5. Hyphens, en dashes, and em dashes
The next major change we need to discuss is dashes. Typewriters only have one—the hyphen. Type has three—the hyphen, the en dash, and the em dash. All three have very specific usage rules.
Hyphen: This is the character used to hyphenate words at the end of a line and to create compound words. For example, 10-point is the normal point size for book publishers’ body copy. In fact, hyphens are used in no other places.
So, you have a couple keystrokes to learn because en and em dashes are used quite a bit during the creation of normal copy.
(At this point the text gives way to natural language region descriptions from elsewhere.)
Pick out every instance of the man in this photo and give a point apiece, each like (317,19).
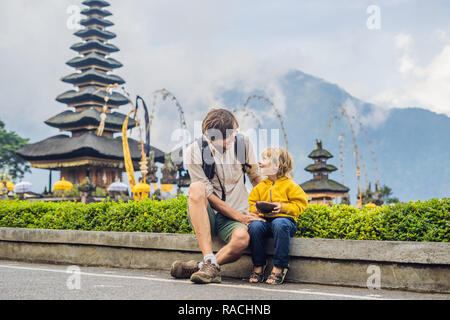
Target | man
(218,205)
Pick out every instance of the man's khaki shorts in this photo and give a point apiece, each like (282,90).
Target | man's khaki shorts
(221,225)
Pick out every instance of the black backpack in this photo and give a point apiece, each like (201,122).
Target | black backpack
(209,165)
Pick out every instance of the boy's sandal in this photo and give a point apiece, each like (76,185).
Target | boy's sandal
(278,277)
(259,276)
En dash: This dash is an en long. It is used with numbers, spans, or ranges. For example, pages 24–39, 6:00–9:00, or May 7–12. It is a typo to use a hyphen in these cases. The keystroke for an en-dash is Option+Hyphen (PC: Ctrl+Num–).
A special case: In rare cases, hyphens and en dashes need to be mixed for clarity. Last week, when talking about the width of a hair space for InDesign was one example. It seemed to me to be easier to read and more understandable written as one–twenty-fourth with the en dash between the one and twenty-fourth. This is the typographer’s decision to make.
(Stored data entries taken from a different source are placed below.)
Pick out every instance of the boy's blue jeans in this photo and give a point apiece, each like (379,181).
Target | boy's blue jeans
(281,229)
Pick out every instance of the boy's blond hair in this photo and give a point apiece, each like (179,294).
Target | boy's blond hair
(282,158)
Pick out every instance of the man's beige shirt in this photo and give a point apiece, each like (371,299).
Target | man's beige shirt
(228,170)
Em dash: This dash is an em long. It is a punctuation mark. The keystroke for an em-dash is Option+Shift+Hyphen (PC: Ctrl+Alt+Num–). Grammatically it is stronger than a comma but weaker than a period. Other than that, there is no standard anymore.
American English is a living language in constant flux. These changes have accelerated in recent years. In many cases, there are no rules anymore. Em dashes are used more every year. In many ways they are very helpful—but traditionalists tend to have knee-jerk reactions to anything outside the grammar books (written decades ago).
Typewriters use a double hyphen for the em dash. This is an embarrassing error to professionals. In fact, it is one of the sure signs of amateurism.
Spacing around em dashes: this is wide open to personal opinion. I was taught a thin space before and after, currently I am using no additional spacing (especially in this blog where a thin space is not available. However, I have heard enough other suggestions to realize that usage varies widely.
Em dashes automatically: Word converts two hyphens to an em dash if you have auto-formatting turned on. You can set up the same conversion in InDesign by adding an auto-correction item. Be careful of Word’s automatic conversion. When you place it into InDesign these converted characters often come is as Ö or something even more strange.
Finally, do not think you will not be caught. Hyphens are about a thin space wide. They are higher above the baseline than en or em dashes. Also, they are commonly slanted up with little swashes on the ends (although you see swashes on all three in Contenu at the beginning of this post).